12:05 p.m. I inform N. about my day and he says, “I’m so pleased with you, honey,” like we’re married. I image our first dance to a music he selected. I do know my emotions for him are huge once I take into consideration how selfless I’m with him in contrast with how cunty I’m with others.

4:45 p.m. I ship N. a hilarious Reel of a person having a sarcastic dialog with AI the place the AI doesn’t get it, however N. ignores me. Fuck my life.

8 p.m. Whereas sporting a face masks, I sext three of the blokes I matched with. Not a single one mentions what they’d love to do with my clit, so I unmatch. Clit is life. Bye-bye!

1 a.m. Cry myself to sleep pondering again to the day the twins had been born. Probably the most lovely creatures that I tandem breastfed for 2 years.

DAY SEVEN

7 a.m. F., Mercedes fucker, texts me, “I can’t cease enthusiastic about you.” Being overly wished feels unbearable.

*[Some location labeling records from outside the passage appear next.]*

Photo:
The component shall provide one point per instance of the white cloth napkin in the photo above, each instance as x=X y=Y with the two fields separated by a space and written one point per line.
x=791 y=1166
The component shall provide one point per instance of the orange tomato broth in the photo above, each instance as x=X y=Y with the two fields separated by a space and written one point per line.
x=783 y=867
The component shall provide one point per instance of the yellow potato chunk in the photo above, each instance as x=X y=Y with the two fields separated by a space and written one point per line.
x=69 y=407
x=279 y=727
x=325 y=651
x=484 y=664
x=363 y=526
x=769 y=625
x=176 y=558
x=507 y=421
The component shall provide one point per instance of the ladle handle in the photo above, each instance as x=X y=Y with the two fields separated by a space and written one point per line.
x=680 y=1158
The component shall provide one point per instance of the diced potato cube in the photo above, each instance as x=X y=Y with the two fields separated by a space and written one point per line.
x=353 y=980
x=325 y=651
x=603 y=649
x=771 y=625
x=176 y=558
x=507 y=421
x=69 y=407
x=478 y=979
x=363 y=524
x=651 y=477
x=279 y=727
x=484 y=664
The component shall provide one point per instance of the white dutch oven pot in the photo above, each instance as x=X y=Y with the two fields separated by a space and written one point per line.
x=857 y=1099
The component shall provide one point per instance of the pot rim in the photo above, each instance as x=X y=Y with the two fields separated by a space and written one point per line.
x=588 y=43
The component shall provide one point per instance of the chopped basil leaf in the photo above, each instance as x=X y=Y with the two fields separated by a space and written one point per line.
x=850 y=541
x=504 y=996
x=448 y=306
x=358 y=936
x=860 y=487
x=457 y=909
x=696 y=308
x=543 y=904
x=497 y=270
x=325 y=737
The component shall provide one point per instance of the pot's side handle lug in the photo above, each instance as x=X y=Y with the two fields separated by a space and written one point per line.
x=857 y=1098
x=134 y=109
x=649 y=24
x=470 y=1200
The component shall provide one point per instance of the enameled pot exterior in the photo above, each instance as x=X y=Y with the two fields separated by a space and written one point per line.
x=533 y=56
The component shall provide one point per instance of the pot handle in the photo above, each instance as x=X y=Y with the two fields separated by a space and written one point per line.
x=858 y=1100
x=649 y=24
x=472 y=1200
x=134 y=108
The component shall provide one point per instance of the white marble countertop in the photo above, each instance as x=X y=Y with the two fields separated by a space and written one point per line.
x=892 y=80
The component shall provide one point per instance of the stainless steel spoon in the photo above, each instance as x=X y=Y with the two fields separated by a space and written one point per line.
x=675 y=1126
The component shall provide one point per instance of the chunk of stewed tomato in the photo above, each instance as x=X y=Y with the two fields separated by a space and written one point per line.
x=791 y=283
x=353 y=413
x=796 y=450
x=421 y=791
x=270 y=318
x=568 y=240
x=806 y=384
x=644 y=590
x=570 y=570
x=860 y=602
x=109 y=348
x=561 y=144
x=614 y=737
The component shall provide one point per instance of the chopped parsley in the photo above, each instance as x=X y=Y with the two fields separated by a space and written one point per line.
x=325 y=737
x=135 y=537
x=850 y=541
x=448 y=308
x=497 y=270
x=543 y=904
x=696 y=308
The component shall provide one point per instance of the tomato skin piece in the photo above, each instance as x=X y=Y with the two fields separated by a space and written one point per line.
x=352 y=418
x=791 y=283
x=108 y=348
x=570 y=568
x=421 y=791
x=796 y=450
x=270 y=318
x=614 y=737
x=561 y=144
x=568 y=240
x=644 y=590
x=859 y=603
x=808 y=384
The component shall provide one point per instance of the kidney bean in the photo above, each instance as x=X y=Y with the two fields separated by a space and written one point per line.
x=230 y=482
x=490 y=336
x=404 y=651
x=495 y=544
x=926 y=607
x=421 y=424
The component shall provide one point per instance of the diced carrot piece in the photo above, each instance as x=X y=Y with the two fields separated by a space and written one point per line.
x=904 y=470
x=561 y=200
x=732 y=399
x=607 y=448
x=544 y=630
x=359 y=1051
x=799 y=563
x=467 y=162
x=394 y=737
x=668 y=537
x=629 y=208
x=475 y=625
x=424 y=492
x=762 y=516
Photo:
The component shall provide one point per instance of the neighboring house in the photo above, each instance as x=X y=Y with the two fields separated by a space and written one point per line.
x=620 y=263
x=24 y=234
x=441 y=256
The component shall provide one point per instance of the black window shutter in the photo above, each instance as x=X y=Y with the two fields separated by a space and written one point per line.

10 a.m. Haven’t heard from N. I’m certain he’s ghosting me. Make up a brand new story that he’s again on the Mandarin Oriental consuming the ass of an ex he instructed me was his “sexual awakening.” That is clearly unfair as a result of N. is my sexual awakening. There’ll at all times be an uneven energy factor between us, which makes me really feel like I want the higher hand in one thing else — perhaps that everybody needs to be round me on a regular basis and he can’t say the identical. I want remedy for the best way I flip relationship dynamics into competitions, however I can’t take care of that proper now as a result of, once more, I’m in remedy for different unhealthy qualities.

1 p.m. Name with a consumer who shared quite a bit about their private life. The decision makes me respect the human element of my work regardless that I typically need to transfer to the mountains and be a canine walker and author and never discuss to anybody.

5 p.m. R., a stranger with 30,000 Instagram followers, FaceTimes me whereas I’m on the workplace. Within the body, his cock seems to be the identical measurement because the bookcase in entrance of him (Kafka and a plant. Brooklyn, clearly). “Present me your tits, princess,” he says in a British accent. Just like the colossal slut that I’m, I tear off the grey collared sweater I intentionally selected this morning to look skilled and flash my pierced nipples at him. My armpits scent like they’ve had a day. He grunts, “You’re a sizzling little whore.” I snigger like a hyena and cling up on him.

8:15 p.m. Masturbate to the considered N. and I having missionary intercourse and my buddy watching us and touching herself.

11 p.m. Cry myself to sleep. Regardless of my obsession with freedom, I miss the twins once they’re not right here and want to maintain them, scent them, and sleep with them in my arms.